Thankfully, there are measures that developers can take to protect their mobile apps from automatic ordering bots. For starters, they can design their apps so that they won’t function in the presence of a malicious app on the same device. Likewise, developers can implement protections to prevent hackers from reverse engineering their original app, enabling bot developers to understand the ordering process and create bots that take advantage of the good apps’ vulnerabilities. To do this, developers should employ standard security methods such as app shielding, app hardening, obfuscation and targeted encryption can reduce the usefulness of sneaker bots that target a specific app. Additionally, measures that prevent emulators and simulators, debugging and overlays, and not allowing a genuine mobile app from running on rooted or jailbroken phones can slow down or stop sneaker bots.

These measures aim to close off the pathways automated ordering apps use to function and make it extremely hard for developers of sneaker bots to know when or how to click and execute actions on behalf of an app. Developers can add these methods to the next mobile app release to prevent sneaker bots’ creation and reduce their usefulness.

Targeted in-app security measures

Of course, not every consumer will update to the latest version, so it’s not in the retailer’s interest to disable all previous, unprotected versions. Also, if hackers already understand the back-end ordering process, they may still produce a viable bot. After all, very few organizations will change their entire back-end ordering process; it’s not only expensive and complex, but it would also break all previous versions of their apps. Adding new protections like obfuscation and app shielding designed to block static and dynamic analysis in a new app won’t help an existing app (i.e., the app on the devices in the hands of your users) block an existing bot.

In this case, your best bet to protect apps already in the field is to add protections to the back end, such as rate-limiting purchases to prevent mass ordering by a single individual. Yet this measure won’t help much if your app is an on-demand delivery app. It would be best if you protected against automated ordering without blocking legitimate customers.
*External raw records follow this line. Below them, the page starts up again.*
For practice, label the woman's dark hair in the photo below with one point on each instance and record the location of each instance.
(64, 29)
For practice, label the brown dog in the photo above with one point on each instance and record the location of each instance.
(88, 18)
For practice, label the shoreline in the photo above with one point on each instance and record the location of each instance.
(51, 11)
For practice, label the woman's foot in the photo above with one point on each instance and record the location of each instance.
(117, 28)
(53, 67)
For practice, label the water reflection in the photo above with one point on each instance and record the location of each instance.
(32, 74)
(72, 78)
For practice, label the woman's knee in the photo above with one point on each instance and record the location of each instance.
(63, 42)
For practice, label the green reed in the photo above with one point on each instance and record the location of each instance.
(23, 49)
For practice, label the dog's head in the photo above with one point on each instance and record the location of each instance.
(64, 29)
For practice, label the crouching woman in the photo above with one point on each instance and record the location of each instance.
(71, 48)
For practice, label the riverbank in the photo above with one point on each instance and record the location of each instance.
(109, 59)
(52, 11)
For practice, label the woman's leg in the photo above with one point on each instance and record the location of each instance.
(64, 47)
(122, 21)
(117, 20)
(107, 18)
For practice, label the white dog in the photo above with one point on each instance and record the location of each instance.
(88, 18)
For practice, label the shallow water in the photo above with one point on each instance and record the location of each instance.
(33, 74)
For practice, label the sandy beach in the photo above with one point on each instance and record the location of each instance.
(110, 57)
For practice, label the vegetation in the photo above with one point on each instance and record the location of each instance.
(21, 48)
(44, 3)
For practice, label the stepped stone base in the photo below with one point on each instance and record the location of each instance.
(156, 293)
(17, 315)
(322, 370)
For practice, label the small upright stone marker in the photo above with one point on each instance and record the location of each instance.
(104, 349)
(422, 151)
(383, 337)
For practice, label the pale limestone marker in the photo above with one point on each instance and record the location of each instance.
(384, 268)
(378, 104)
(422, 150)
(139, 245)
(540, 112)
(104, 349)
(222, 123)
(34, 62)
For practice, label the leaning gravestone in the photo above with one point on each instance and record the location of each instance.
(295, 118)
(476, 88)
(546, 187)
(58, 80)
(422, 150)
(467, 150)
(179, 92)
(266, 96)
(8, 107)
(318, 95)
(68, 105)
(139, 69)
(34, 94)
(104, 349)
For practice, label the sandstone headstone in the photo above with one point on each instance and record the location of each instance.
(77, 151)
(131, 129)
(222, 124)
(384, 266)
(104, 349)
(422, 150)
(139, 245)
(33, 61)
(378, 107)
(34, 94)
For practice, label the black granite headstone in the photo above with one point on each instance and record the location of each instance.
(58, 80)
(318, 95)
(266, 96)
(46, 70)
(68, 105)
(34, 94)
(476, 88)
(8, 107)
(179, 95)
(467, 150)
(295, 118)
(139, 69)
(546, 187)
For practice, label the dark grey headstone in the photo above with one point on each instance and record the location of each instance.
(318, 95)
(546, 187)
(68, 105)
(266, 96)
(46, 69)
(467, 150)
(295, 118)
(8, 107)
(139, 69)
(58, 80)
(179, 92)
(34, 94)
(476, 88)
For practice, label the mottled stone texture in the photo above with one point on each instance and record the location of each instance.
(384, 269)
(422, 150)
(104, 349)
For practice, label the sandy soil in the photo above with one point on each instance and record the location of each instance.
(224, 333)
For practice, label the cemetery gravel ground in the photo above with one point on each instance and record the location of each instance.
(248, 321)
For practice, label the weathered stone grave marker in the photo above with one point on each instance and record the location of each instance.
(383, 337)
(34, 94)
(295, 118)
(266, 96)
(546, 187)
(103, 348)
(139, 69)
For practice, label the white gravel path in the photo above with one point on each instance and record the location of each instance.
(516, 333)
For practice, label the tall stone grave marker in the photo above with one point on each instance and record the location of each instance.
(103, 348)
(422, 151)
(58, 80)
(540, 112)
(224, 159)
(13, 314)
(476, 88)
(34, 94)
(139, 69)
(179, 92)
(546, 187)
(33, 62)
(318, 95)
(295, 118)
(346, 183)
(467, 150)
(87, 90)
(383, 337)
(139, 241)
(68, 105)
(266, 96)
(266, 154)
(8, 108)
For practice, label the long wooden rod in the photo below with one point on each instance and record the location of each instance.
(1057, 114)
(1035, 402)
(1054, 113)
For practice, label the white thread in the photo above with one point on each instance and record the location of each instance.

Obfuscation won’t help protect your app if it’s already in the field because the reverse engineering ship has long since sailed. The automated ordering bot developer already knows exactly how the app and its ordering system works, so unless developers substantially change the architecture of new releases—an unlikely prospect—even updated releases will be vulnerable. But other methods can still help prevent bots from wreaking maximum havoc. Some bots, for example, may gain or require root access on the device to function. Preventing good apps from running on phones that are rooted or jailbroken provides protection. Some security measures rely on blocking bots based on their BundleID codes, which Apple uses to identify apps uniquely. It’s not a bad measure to take and may provide some protection. But BundleIDs are changeable and some bots change their BundleID automatically. Ultimately, blocking bots based on their BundleID is like playing a game of whack-a-mole, providing minimal impact for a lot of effort. The best practice is to address the threat from automated ordering by disabling the methods the bots use to infiltrate your app’s processes, but as outlined, the methods they use are varied. Achieving maximum protection—especially if you have a popular app already in the field—may require engaging with an external security research team. Still, it’s possible to block these programs from destroying your business without complex systems and back-end upgrades.